Despite being a five-time Juno award-winning artist, Leela Gilday wasn’t always comfortable expressing herself. A feeling she’s known ever since she was a young girl, growing up in Yellowknife.
“I felt like my voice wasn’t as important as other youth and so it’s taken a lifetime of trying to realize the value of everybody’s voice,” she says.
She attributes these struggles to the experiences her Dene community faced at the hands of colonization.
“Because of the breakdown of the family unit and the way that the residential schools disrupted that whole family unit,” she says. “We have to look within our communities and families to find that sense of connection and pride again.”
Now Gilday looks to her own backyard, sharing talent from the North in her latest initiative called Feel Out Loud with Kids Help Phone.
Kids from the Fireweed Chorus and Sir John Franklin School choir accompanied Gilday, alongside a plethora of other Canadian talents on a song called, “What I Wouldn’t Do/North Star Calling”. The music video features Chief Jimmy Bruneau students at Stagg River in Behchokǫ̀.
Although she’s proud to bring northern voices and faces to the forefront of this project, she says, “I also think that it’s important to recognize the really difficult set of circumstances that our kids face, specifically because of that colonial trauma.”
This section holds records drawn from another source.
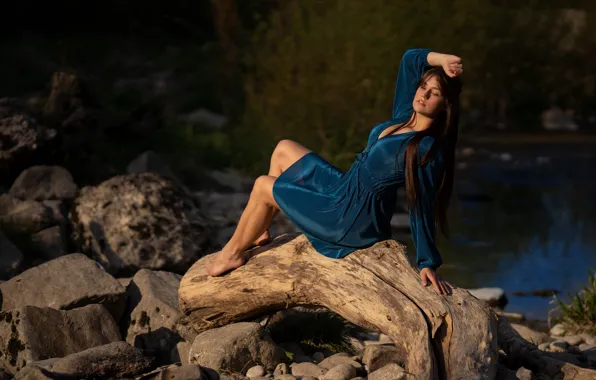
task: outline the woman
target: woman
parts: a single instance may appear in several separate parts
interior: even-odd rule
[[[327,257],[345,257],[390,239],[397,190],[405,185],[421,282],[449,294],[451,285],[435,272],[442,260],[434,232],[437,223],[448,234],[462,72],[457,56],[407,50],[392,118],[373,128],[346,173],[294,141],[279,142],[269,175],[255,181],[234,235],[208,273],[219,276],[243,265],[243,252],[268,240],[267,230],[280,209]]]

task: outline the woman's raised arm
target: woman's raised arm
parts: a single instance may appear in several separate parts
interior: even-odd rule
[[[412,114],[418,81],[424,71],[431,67],[427,60],[430,52],[430,49],[408,49],[402,56],[395,83],[392,119]]]
[[[408,49],[401,58],[399,73],[395,83],[393,96],[393,113],[391,118],[407,118],[413,112],[412,102],[416,95],[418,82],[427,68],[441,66],[450,77],[463,72],[461,58],[456,55],[442,54],[430,49]]]

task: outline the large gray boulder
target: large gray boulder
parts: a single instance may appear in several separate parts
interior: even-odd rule
[[[406,380],[410,375],[397,363],[390,363],[369,372],[368,380]]]
[[[126,341],[151,354],[166,356],[181,338],[176,332],[180,319],[178,286],[181,276],[141,269],[126,289],[130,315]]]
[[[33,267],[0,284],[0,292],[4,311],[27,305],[68,310],[103,304],[119,321],[126,304],[120,282],[80,253]]]
[[[199,334],[190,348],[190,362],[214,370],[240,372],[260,364],[269,370],[285,357],[260,324],[240,322]]]
[[[13,374],[31,361],[120,340],[118,325],[101,305],[68,311],[25,306],[0,313],[0,366]]]
[[[64,200],[77,195],[78,187],[61,166],[37,165],[19,174],[9,194],[21,200]]]
[[[83,252],[119,277],[142,268],[183,273],[210,253],[211,232],[193,200],[154,173],[83,188],[71,220]]]
[[[21,270],[23,254],[0,230],[0,280],[7,280]]]

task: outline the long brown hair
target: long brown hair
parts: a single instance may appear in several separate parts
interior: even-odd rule
[[[444,156],[445,167],[436,197],[434,199],[434,216],[435,224],[439,227],[445,237],[449,237],[449,226],[447,223],[447,209],[449,201],[453,192],[453,168],[455,161],[455,147],[457,145],[458,129],[459,129],[459,94],[462,90],[462,82],[459,77],[451,78],[445,74],[441,67],[433,67],[427,70],[420,78],[418,87],[428,81],[431,77],[436,77],[441,90],[441,94],[445,97],[445,108],[441,114],[433,121],[432,126],[424,131],[414,134],[410,142],[406,146],[405,152],[405,191],[406,204],[409,210],[418,210],[420,207],[420,199],[418,197],[418,167],[424,166],[428,161],[432,160],[437,150],[441,149]],[[398,125],[393,131],[397,131],[404,127],[410,126],[416,119],[416,114],[402,125]],[[393,133],[391,132],[391,133]],[[432,148],[422,157],[420,164],[417,163],[418,147],[420,141],[426,136],[433,136],[435,143]],[[398,154],[399,151],[398,149]]]

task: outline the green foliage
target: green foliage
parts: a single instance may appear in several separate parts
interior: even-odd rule
[[[275,342],[295,342],[307,354],[321,350],[355,353],[349,338],[363,331],[331,311],[291,311],[267,329]]]
[[[596,334],[596,272],[588,276],[588,284],[575,295],[569,294],[569,303],[555,299],[561,309],[557,323],[563,323],[569,330]]]

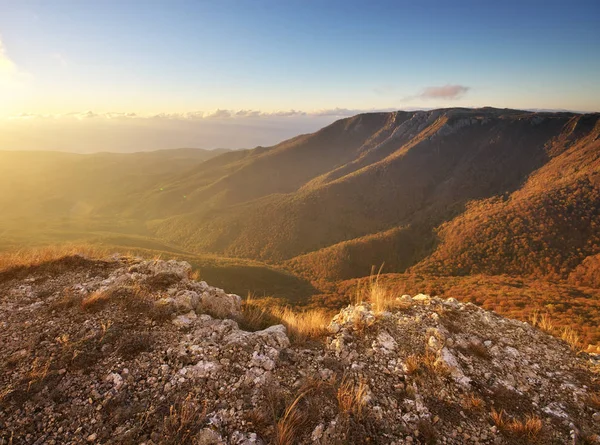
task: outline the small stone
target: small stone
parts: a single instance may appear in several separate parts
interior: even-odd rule
[[[312,439],[313,442],[316,442],[323,436],[323,429],[324,429],[324,425],[322,423],[320,423],[319,425],[316,426],[316,428],[313,430],[312,434],[310,435],[310,438]]]

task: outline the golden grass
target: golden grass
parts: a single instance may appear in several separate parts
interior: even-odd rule
[[[382,268],[383,265],[377,273],[373,268],[369,279],[365,282],[359,282],[354,293],[354,299],[351,299],[350,304],[370,303],[371,309],[376,314],[381,314],[398,306],[395,298],[396,293],[391,292],[379,279]]]
[[[508,424],[508,430],[517,436],[535,438],[542,431],[542,425],[542,419],[531,414],[527,415],[525,420],[511,420]]]
[[[581,351],[583,349],[583,342],[581,337],[570,326],[565,326],[559,329],[553,322],[549,314],[540,314],[539,311],[534,311],[531,314],[531,325],[536,327],[550,335],[561,338],[566,342],[573,351]],[[590,347],[588,346],[588,349]]]
[[[469,393],[463,396],[461,405],[464,409],[480,410],[483,408],[483,400],[477,397],[475,394]]]
[[[406,374],[413,375],[415,374],[421,366],[421,360],[419,356],[415,354],[411,354],[404,360],[404,370]]]
[[[298,431],[304,427],[308,418],[299,409],[300,402],[310,390],[301,392],[285,409],[281,419],[275,425],[275,443],[277,445],[294,445],[297,443]]]
[[[200,406],[191,394],[178,406],[171,405],[169,415],[163,422],[163,438],[166,444],[192,444],[195,435],[206,419],[206,403]]]
[[[37,357],[34,359],[31,369],[27,373],[27,379],[29,380],[27,390],[31,389],[31,385],[43,381],[48,372],[50,371],[50,365],[52,364],[52,357],[42,363]]]
[[[322,309],[294,310],[289,306],[273,304],[271,300],[255,300],[251,296],[242,305],[240,324],[249,330],[261,330],[283,324],[294,342],[323,337],[327,333],[330,314]]]
[[[200,281],[200,271],[198,269],[190,273],[190,280]]]
[[[239,320],[243,329],[259,331],[274,324],[275,320],[269,311],[269,305],[261,300],[255,300],[248,295],[242,302],[242,318]]]
[[[501,409],[500,411],[496,411],[494,408],[492,408],[490,417],[492,418],[492,422],[494,422],[494,425],[496,425],[498,429],[506,429],[507,420],[504,414],[504,410]]]
[[[108,330],[111,328],[112,324],[113,323],[111,320],[108,320],[107,322],[100,322],[100,326],[102,328],[102,335],[100,336],[98,343],[102,343],[104,341],[104,337],[106,337],[106,334],[108,333]]]
[[[582,348],[581,338],[579,334],[571,327],[563,328],[560,338],[569,344],[572,350],[579,351]]]
[[[97,310],[110,301],[112,292],[104,290],[93,292],[81,300],[81,309],[84,311]]]
[[[337,390],[338,408],[342,414],[352,414],[355,419],[363,417],[367,405],[369,387],[364,380],[358,382],[344,376]]]
[[[535,439],[542,431],[542,419],[534,414],[528,414],[524,420],[508,419],[504,410],[499,412],[492,408],[492,421],[501,431],[515,436]]]
[[[293,340],[300,342],[325,335],[331,320],[325,311],[318,309],[297,312],[285,306],[273,308],[271,314],[281,320]]]
[[[431,351],[424,354],[411,354],[404,359],[404,368],[407,375],[419,376],[426,373],[433,375],[448,375],[450,373],[445,363],[437,360]]]
[[[552,321],[552,318],[550,318],[550,315],[546,313],[540,314],[539,311],[534,311],[531,314],[531,325],[548,334],[552,334],[555,329],[554,322]]]
[[[19,249],[0,253],[0,271],[19,266],[39,266],[49,261],[73,255],[99,258],[108,254],[107,249],[89,244],[62,244]]]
She mentions things like isolation, lack of access to services, domestic violence, addiction and suicide that plague northern communities the most.
“Everybody in the North knows somebody or has a family member or friend that has committed suicide, and /or that suffers and struggles with addiction, or that is incarcerated because of a violent incident. It’s common,” she says.
Gilday says this is a milestone in her career, and that she couldn’t have done it without the support of the youth from her community.
“I think that’s the beauty of this project, to give agency to youth voices,” she says, and she did just that.
Hear me, see me
“I think the North is definitely under-represented,” says Maura Smith, “So to be involved in something so big, it’s really important.”
Smith is a 15-year-old from Yellowknife. She sang in a state-of-the-art recording studio for the first time as part of this campaign.
“It was so surreal,” she says.”I’m still having a hard time computing it.”
It took her and the choir roughly four days to fully learn the song, “it was a really short and sweet process, but it worked really well,” she says.
On the subject of mental health, Smith gets candid with CKLB about some of the realities of being a young person living in a small community.
“A lot of kids struggle with mental health when it comes to anxiety and quite commonly suicidal thoughts. But we all try to support each other. But being teenagers, it can be really hard to do that because we’re experiencing it ourselves and so we don’t really know how to handle ourselves, let alone other people,” she says.
She attributes a lot of these residual feelings to the effect of the pandemic and the disconnect between families.
“It’s difficult for them to fully understand, like, what I’m feeling because I’m just a kid, and I shouldn’t be feeling overtly sad?”
She says, in those moments she feels silenced and that having anonymous call-in services like Kids Help Phone is so critical.
“The secrets that you tell that person, it feels like they can’t really go anywhere,” she says. Smith’s advice to her peers is to find an outlet to communicate their thoughts and feelings in a healthy way, whether that be journaling, swimming, walking, cooking or even listening to music.
According to the latest coroners report, the majority of suicides between 2021 and 2022 were among males between the ages of 20 to 29. At that time, 29 people died by suicide. Since the report, Health Minister Julie Green has acknowledged that the Northwest Territories is experiencing a mental health crisis.
The campaign is set to reach $300 million dollars to help expand mental health e-resources across Canada with the goal to reach every young Canadian by 2024.
“I know how much therapy has helped me in my life and I just hope that with this campaign, lots more kids will pick up the phone instead of the alternatives,” says Gilday.
Deanna Dunham is the director of Indigenous Initiatives and equity programs at Kids Help Phone.
From 2021 to 2022, they had a 400 per cent increase in the number of NWT residents reaching out regarding family changes and relationships. In addition to a 200 per cent increase in those seeking counselling for emotional abuse.
She acknowledges that young people, especially in remote communities, don’t have access to the same level of mental health support, infrastructure and connectivity as their southern neighbours.
“We have Indigenous wellness specialists who are on our clinical team who train all our counsellors. So we and all of our counsellors and crisis responders and staff, in general, have ongoing training on supporting Indigenous people,” she says.
Indigenous people can connect with an Indigenous volunteer crisis responder, when available, by messaging FIRST NATIONS, INUIT or METIS to 686868 for young people and 741741 for adults.
The NWT Help Line is also available 24/7 at 1-800-661-0844.
To contribute to the initiative residents can buy the song on all streaming platforms.